When the computer’s running, at what temperature would the parts and hardwares inside the chassis? Also, what about when the computer is NOT on?
Hypothetical situation: guy moves to college after summer vacation, packs computer in car the day before the trip starts. the Tower sits in the back seat of a car, with all windows closed, in the hot afternoon summer heat of philly for an afternoon, then the car moves inside a hot garage with no ventilation whatsoever for one whole night… would that cause some damage to the computer? Especially since said hypothetical computer starts restarting itself and crashing/freezing after the trip…
Erg, typo. First part should read
“When the computer’s running, at what temperature would the parts and hardwares inside the chassis start getting damaged? Also, what about when the computer is NOT on?”
The reliability numbers for integrated circuits start to take a down turn somewhere around 45 deg C. This, coincidentally, is also right around the human pain threshold.
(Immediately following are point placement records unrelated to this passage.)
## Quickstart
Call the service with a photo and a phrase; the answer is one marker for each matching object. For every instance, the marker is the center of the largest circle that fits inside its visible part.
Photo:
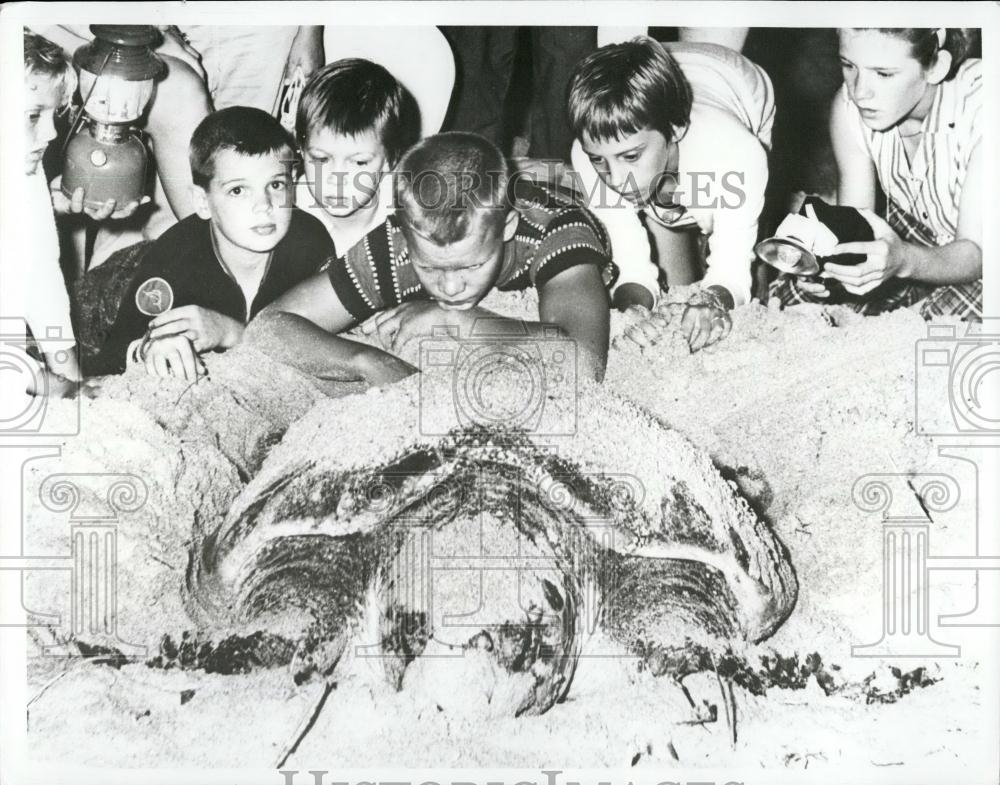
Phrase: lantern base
(106, 168)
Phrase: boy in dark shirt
(461, 228)
(244, 246)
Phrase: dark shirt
(554, 233)
(184, 256)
An old test used by electronics geeks is that if you can’t hold your finger on a part, then it needs more cooling.
However, the computer will continue to run at much higher temperatures than 45 deg C. If you were to run it at say 55 deg C, then it might run ok except it would die within a year. At work we even had a processor on an industrial controller actually catch fire (technically, it was the circuit board around the cpu that had caught fire, the cpu itself was just glowing red). Even with flames shooting out of the chassis it was still running, although at that point it probably only had a few seconds of life left in it.
I just looked up a random hard drive from Seagate, and it gives specs of 0 to 60 deg C while operating and -40 to +70 deg C non-operating. That’s pretty close to what most components will be rated for.
I would suggest tearing your computer apart and putting it back together again. This will reseat all components and may fix your problem.